I cannot believe that classes are already over. It feels like just yesterday when we just walked into our classroom in the third floor of Humanities (one that I feel we rarely went to in retrospect). I remember sitting down not really knowing what else to expect aside from drafting a personal statement. I listened in a bit apprehensive learning about the blog requirements, short essays, a new e-portfolio, and the digital story. Just to walk into the next week of class to a completely different class. Although uneasy at first, I decided to stick with my idea of taking this class and pushed through. Something I cannot be more grateful for. The Personal Essay did not stray far from my original expectations I had going in. I was interested in initially taking the course to try and get more professional feedback on a personal statement I had drafted last year and due to a recommendation from a old professor who I took WRT 302 with in the fall. But, I got so much more out of it instead.
The class taught me to push myself into places that I am a lot less comfortable with. To write about topics I have really never put too much thought into. This was especially the case in terms of our first short essay which had to do with the truth versus lying. I never put much thought into how my mother and a lot of teachers that taught me while I was younger used lies to try and teach a lesson easier. I never truly thought about how my ideas of education. I never truly thought I could write to the extent that I did about many different ideas this course has touched on. Even the style of repetition I was using in my writing just now is indicative of a style I had picked up for one of my longer writing assignments in the course. One essay that I frankly had such a fun time writing.
While writing for the class, I enjoyed how the blog posts went from very formal posts to looser ones in terms of their structure. The posts became relatable as classmates can rant about stress about an assignment or school in general. It ultimately became work that you did not mind doing at all. Rather than focusing on how intelligent ideas are coming across, we focused more on the depth of our ideas and relating our own ideas to one another in our comments. By being able to read someone else’s blog post I was always able to take at least one or two about the assignments being posted or the readings.

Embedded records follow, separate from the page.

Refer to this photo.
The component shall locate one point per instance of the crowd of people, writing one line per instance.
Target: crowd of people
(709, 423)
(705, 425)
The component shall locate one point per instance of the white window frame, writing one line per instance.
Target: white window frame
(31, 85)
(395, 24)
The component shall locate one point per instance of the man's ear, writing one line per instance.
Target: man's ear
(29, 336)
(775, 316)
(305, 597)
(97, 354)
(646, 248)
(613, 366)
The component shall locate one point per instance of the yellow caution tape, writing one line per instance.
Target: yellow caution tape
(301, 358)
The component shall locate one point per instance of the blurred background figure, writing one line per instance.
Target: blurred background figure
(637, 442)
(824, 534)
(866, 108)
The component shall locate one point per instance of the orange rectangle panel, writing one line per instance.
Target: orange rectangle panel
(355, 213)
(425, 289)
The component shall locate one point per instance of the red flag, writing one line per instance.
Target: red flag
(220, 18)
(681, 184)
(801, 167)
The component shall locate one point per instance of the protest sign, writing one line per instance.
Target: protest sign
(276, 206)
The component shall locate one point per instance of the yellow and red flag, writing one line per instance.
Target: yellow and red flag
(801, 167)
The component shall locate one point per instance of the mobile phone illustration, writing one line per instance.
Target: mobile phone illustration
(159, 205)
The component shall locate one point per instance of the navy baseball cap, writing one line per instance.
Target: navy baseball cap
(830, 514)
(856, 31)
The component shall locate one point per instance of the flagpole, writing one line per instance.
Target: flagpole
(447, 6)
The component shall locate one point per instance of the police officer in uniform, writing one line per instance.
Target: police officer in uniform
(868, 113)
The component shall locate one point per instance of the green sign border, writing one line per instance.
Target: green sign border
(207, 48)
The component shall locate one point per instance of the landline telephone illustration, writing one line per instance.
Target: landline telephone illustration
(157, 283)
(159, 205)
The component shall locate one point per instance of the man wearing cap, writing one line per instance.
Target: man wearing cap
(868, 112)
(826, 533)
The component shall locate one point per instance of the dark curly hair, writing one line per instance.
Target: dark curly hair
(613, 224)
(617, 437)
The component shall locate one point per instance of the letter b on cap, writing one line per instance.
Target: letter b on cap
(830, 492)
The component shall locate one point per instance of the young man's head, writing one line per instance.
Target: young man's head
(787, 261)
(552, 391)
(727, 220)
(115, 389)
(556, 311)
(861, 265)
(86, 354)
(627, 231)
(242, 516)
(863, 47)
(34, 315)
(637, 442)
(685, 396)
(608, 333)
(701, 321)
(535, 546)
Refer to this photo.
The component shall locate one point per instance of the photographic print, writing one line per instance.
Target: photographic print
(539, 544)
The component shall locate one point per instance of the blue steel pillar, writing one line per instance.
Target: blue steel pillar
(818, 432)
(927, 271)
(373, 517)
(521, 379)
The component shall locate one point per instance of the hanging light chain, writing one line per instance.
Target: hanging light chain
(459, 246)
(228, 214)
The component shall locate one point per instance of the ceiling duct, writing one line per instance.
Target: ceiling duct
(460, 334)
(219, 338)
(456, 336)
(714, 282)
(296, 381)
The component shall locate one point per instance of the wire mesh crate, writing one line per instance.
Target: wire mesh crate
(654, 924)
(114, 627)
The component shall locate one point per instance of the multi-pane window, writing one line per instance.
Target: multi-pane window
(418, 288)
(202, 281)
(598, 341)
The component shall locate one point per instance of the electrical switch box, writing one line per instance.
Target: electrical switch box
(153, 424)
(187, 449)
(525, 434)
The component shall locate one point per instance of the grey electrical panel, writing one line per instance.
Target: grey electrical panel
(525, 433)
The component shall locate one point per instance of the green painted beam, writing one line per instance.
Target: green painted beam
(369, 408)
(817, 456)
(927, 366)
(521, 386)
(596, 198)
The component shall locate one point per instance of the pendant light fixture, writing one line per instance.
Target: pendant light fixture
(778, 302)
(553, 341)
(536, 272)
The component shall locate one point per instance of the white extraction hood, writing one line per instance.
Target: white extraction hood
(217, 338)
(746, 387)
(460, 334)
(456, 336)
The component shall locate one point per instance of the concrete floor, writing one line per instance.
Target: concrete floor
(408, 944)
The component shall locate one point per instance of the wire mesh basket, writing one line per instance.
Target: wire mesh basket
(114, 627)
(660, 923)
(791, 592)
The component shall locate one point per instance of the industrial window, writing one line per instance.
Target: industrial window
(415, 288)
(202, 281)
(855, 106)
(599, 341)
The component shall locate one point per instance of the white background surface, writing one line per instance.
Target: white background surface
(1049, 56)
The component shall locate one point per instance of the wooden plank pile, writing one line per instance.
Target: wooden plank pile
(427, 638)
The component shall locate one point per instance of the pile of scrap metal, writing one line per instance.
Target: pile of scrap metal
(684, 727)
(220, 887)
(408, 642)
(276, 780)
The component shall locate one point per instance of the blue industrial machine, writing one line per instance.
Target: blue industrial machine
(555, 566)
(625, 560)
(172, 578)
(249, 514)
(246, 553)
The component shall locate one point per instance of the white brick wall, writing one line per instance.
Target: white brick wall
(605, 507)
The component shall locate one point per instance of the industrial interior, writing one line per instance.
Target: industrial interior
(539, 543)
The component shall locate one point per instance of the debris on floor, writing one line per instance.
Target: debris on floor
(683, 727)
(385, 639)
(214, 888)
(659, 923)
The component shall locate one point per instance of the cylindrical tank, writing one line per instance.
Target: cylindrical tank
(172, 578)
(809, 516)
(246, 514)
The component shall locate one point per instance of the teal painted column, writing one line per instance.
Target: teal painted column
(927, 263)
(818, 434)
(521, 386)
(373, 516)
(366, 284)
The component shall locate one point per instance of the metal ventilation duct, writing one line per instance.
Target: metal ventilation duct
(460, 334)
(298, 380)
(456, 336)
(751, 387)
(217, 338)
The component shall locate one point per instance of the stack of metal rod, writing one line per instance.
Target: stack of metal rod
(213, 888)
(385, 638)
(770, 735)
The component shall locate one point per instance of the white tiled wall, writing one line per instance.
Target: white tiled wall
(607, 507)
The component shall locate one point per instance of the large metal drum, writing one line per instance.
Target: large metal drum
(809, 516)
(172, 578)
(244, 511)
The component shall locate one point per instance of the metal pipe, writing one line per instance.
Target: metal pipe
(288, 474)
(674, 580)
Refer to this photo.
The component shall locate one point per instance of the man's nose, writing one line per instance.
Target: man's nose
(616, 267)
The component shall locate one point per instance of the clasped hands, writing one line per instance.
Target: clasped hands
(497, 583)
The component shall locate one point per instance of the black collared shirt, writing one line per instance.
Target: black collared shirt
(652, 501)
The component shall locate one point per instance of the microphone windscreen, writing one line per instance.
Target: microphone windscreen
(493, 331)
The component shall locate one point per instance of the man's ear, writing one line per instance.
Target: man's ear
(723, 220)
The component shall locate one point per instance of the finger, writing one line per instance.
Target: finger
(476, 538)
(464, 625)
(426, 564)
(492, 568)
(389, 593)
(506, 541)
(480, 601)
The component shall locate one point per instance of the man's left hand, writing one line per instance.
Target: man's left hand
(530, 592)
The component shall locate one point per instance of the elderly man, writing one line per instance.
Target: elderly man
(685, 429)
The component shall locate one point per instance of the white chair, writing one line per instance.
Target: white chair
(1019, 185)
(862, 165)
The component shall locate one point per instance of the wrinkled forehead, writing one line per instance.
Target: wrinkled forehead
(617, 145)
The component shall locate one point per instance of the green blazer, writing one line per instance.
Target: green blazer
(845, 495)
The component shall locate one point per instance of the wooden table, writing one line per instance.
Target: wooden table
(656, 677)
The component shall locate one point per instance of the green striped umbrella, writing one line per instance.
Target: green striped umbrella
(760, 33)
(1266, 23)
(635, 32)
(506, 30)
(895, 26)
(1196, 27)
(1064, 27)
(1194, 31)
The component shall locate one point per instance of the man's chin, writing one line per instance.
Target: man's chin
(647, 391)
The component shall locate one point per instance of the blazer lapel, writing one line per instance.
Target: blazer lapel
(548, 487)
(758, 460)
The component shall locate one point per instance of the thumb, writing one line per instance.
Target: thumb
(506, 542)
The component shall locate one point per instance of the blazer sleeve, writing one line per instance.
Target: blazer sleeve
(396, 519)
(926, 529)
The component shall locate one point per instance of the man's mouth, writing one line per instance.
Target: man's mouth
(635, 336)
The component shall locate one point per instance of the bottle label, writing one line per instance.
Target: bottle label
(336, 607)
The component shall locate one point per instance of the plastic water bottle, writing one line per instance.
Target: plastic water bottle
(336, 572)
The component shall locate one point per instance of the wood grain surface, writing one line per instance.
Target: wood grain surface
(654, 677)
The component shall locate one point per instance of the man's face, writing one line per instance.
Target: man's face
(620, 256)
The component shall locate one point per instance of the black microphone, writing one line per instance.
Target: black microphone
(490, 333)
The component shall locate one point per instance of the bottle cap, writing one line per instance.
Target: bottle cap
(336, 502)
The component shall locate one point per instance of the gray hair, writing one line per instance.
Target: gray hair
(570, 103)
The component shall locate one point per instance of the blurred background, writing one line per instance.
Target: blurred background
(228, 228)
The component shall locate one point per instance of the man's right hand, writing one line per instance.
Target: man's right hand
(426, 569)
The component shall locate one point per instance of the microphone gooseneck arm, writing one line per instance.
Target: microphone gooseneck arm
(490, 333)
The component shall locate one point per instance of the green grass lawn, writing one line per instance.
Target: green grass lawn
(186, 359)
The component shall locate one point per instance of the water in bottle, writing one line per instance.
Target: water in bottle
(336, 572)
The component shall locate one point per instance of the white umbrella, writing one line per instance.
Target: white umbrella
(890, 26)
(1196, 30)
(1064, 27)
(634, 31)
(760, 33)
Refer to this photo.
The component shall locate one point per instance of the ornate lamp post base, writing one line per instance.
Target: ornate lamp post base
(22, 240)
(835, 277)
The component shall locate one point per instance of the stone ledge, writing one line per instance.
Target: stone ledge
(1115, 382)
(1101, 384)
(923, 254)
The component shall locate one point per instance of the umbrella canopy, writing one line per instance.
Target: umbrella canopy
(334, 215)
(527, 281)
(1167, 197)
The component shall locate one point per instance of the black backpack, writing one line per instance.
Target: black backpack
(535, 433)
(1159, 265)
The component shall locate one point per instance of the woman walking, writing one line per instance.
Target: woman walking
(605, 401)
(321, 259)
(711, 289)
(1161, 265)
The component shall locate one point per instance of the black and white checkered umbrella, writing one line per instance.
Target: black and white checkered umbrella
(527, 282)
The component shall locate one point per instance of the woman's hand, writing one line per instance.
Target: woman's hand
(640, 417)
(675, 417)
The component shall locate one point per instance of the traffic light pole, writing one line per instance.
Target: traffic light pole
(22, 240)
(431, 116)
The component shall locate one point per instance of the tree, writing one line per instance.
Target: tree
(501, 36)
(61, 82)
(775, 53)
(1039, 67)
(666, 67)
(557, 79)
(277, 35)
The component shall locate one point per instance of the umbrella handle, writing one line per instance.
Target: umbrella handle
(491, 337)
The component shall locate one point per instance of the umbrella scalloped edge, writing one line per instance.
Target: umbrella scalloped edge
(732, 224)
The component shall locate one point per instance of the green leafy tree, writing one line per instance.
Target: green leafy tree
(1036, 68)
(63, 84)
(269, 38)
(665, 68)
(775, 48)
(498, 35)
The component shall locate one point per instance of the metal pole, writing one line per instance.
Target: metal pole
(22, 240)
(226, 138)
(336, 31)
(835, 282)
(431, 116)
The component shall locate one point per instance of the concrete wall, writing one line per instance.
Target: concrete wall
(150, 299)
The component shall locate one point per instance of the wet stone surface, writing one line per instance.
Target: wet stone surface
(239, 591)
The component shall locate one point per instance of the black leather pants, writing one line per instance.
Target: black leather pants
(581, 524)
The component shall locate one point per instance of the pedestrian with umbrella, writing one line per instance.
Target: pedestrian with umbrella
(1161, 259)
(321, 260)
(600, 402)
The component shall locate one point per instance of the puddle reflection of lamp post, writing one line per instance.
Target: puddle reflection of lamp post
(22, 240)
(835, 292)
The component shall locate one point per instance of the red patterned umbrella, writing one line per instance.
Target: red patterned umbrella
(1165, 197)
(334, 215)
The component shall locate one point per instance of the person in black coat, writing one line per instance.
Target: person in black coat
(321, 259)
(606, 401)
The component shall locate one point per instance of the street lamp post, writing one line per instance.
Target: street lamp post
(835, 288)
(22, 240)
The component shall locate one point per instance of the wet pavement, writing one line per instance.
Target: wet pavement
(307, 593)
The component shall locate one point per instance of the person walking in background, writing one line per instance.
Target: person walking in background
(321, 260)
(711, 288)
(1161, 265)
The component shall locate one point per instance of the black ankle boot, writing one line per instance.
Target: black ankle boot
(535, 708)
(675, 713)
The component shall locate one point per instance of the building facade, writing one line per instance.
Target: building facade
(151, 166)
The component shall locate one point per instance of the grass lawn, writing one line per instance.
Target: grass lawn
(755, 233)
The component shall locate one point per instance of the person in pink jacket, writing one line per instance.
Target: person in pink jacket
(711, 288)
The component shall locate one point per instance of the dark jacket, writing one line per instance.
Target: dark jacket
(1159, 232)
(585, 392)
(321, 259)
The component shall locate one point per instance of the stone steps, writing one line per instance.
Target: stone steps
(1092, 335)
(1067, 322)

At the moment, I am currently working on my E-portfolio for the class before the major bulk of studying and distractions towards other finals hinders my progress for whatever is left of this class. I feel I want to give it an honest effort and in order to do that I am working this weekend to try to complete the majority of the work necessary for it. I really enjoyed making my portfolio freshmen year for WRT 102 and kept some of it updated with the times as the years passed. While re-reading some of my essays, it stuck out how much I transitioned between nervous in my writing to more confident. To see how my style changed was a tad bit difficult to see as each week I tried to find some inspiration and emulate my writing style based on the texts that were assigned for our reading assignments. All in all though from this class it was apparent how flexible I became and less rubric-oriented I was.
I guess the last thing I can start to wrap up this pretty long post with is my digital story. About a week ago at this time I was still panicking about the script for my digital story. Dramatically comparing it to a losing battle of a tug-of war. To extend on it I basically just had a very rough sketch in terms of what I wanted to do. I had the idea of my dog and my father, but really had no idea how I can link the two. I did not even notice until after I had the finished product, how well the audio in my film helped transition the two ideas I had. This helped me approach the project a lot more calmly After many hours since then, now I can confidently say I enjoy watching it as emotional as it can make me as I relive some of the dark periods of my life in the past year or so. Another example of how this class has made me go far beyond (HA) my own comfort zones. I would have never made a video reflecting on that period of my life if it was not for this class. I am honestly still surprised I shared it.
Honestly these feelings of nostalgia at the very end can extend even further to the first time I walked onto campus my freshmen year as I am graduating this semester. Once again I have surprised myself, I managed to make it all the way once again even when I did not think I would. This class and WRT 302 in my Fall semester really made me wish I had pursued more writing classes in college as I feel they offer such a unique perspective to the sit down and memorize or do this style of a majority of the courses I have taken in my time at Stony Brook.
So yeah, that is that. My last blog post for the class. Cannot really explain how weird it feels for it to all be over. I still am coming up with so many ideas that I want to write about, but I guess I will show those off in my e-portfolio😛. I want to wish everyone good luck with finals and the rest of their projects going on. I also want to give a very big thank you to everyone being supportive whether it be in the digital story comments, blog post comments, or peer revisions, all of your ideas have helped me become a more confident writer and student. For all of those I have met, I am looking forward to seeing or hearing of your future successes and good luck with everything else in the future🙂. Okay! Now I promise I am done writing. Thank you for everything everyone !!